Your model might get into a saddle point, where the gradient is pretty low.
After epoch 10 is could escape the saddle point and gained some speed.

This is a good illustration:

Taken from: http://www.offconvex.org/2016/03/22/saddlepoints/

Finspire13 · October 19, 2017, 2:00pm

Yeah, this makes sense. But I tried to repeat the training process several times and kept getting exactly similar ‘flat region’. Since dataset are randomly shuffled by DataLoader, it shouldn’t get into the saddle point every time, right?
Or is this phenomenon caused by some intrinsic nature of the model / dataset used?

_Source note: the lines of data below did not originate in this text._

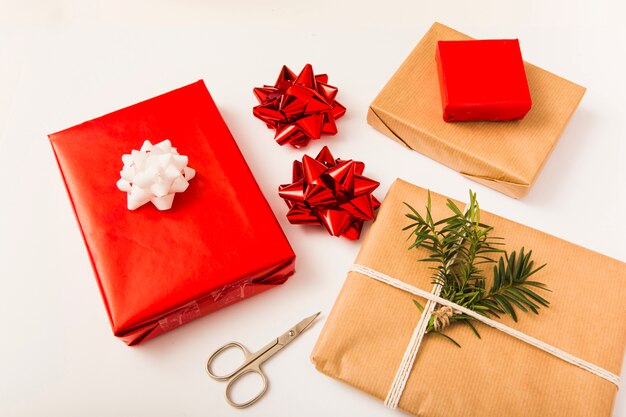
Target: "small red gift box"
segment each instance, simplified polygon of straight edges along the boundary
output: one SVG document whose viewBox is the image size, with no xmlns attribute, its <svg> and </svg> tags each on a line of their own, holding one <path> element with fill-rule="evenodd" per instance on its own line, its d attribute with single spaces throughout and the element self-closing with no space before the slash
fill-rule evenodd
<svg viewBox="0 0 626 417">
<path fill-rule="evenodd" d="M 282 284 L 295 255 L 204 82 L 49 135 L 114 334 L 137 344 Z M 196 176 L 128 210 L 121 157 L 170 139 Z"/>
<path fill-rule="evenodd" d="M 443 119 L 522 119 L 532 106 L 517 39 L 437 43 Z"/>
</svg>

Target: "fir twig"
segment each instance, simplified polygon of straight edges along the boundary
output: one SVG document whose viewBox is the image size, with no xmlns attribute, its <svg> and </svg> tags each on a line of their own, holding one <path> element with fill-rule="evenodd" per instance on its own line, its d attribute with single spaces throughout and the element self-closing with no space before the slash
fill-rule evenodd
<svg viewBox="0 0 626 417">
<path fill-rule="evenodd" d="M 545 264 L 534 268 L 532 251 L 525 252 L 523 247 L 519 253 L 508 253 L 502 248 L 504 239 L 492 236 L 493 227 L 480 221 L 476 193 L 470 191 L 465 212 L 452 200 L 447 200 L 451 215 L 438 221 L 432 216 L 430 192 L 424 214 L 404 204 L 410 210 L 406 217 L 411 223 L 403 229 L 411 231 L 409 238 L 413 238 L 413 243 L 409 249 L 430 252 L 420 261 L 432 264 L 429 266 L 433 271 L 432 282 L 442 286 L 441 297 L 487 317 L 499 318 L 505 314 L 514 321 L 518 319 L 516 310 L 538 314 L 542 306 L 549 306 L 550 303 L 537 294 L 537 290 L 549 291 L 547 286 L 528 279 Z M 494 256 L 499 256 L 497 261 Z M 493 266 L 493 284 L 487 289 L 484 274 L 489 265 Z M 417 300 L 414 303 L 423 312 L 421 304 Z M 480 338 L 473 320 L 465 314 L 447 317 L 450 324 L 461 322 Z M 431 317 L 426 332 L 439 333 L 458 345 L 435 327 L 435 318 Z"/>
</svg>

mrTsjolder · October 19, 2021, 6:09am

From my experience, this is actually pretty typical behaviour for an LSTM training curve. My intuition for this phenomena is as follows:

the LSTM learns to predict the “average” signal by setting the bias parameters (first plateau)
the LSTM figures out how to use the (forward and recurrent) weight parameters to actually solve the task (second plateau)

This can be interpreted as a saddle point (where the function is much steeper in bias dimensions than in the other dimensions).